I am sure that I am not the only one that gets tired, jaded, discouraged, confused, and irritated by politics. Especially in recent years, especially for the presidency, politicians have been quite guilty of losing our confidence. Living in Alabama, we have some decisions to make. We choose a ballot based on party today, on the first of March, and decide on a candidate to support with our vote. That date is upon us. My family voted. This post is not about who received of our votes. It is also not exactly about any particular candidate, however, I will say that I agree most definitely with Max Lucado with his decency test, Russell Moore, and others who have voiced concern over a candidate who’s actions show that of a hate monger, flip flop stances, and “Christianity” that somehow does not require forgiveness of sins.

On a barely related note, I love the perspective John Piper brought to the table:

“My rising energy has nothing to do with their policies or character.
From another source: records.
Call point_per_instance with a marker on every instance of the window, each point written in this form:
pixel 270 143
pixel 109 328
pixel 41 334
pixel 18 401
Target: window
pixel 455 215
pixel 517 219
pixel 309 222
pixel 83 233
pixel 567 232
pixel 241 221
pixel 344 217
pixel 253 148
It has to do with the incredible fact that all of them want to spend their 70s doing the hardest job in the world.”

Clinton, 68, Trump, 69 and Sanders, 74, are all pursuing the highest office in the land past the typical age of retirement — something that Piper finds highly motivating. “That makes it all the more inspiring for me,” he writes, “because nothing gets me more excited than spending my 70s spreading a passion for the glory of Christ and His Word.”

I’m not voting for any of those candidates, but I can respect just what Piper pointed out, that it is commendable that they’re spending what could be retirement years pursuing “the hardest job in the world.” So, back on track…

After reading Max Lucida’s Decency Test a few days ago, I was reminded of Saul and Samuel in the Bible. God’s people up to that point had never had a king. All of the kingdoms around them had kings. Instead of trusting God’s way, they asked for a king like everyone else.

At this point I tend to imagine a child who sees all of the kids around them with this or that. The child decides that they really, REALLY need what the other children each have. They ask the parent and sometimes the answer is no, but sometimes the parent says yes. The child receives what they’ve asked for and realize they really didn’t need it as much as they thought, or regret asking for it or at least not giving it more consideration.

Back to 1 Samuel. The people asked, and God answered. He literally gave them “asked for“… SAUL. Saul was not the strong King they thought they wanted, nor the candidate we would’ve voted for. Sometimes we must learn by suffering through what we ask for.

With less than an hour left to place your vote, pray about the elections, ask yourself

Who are we asking for?

and VOTE! There’s still time. Get to those polls.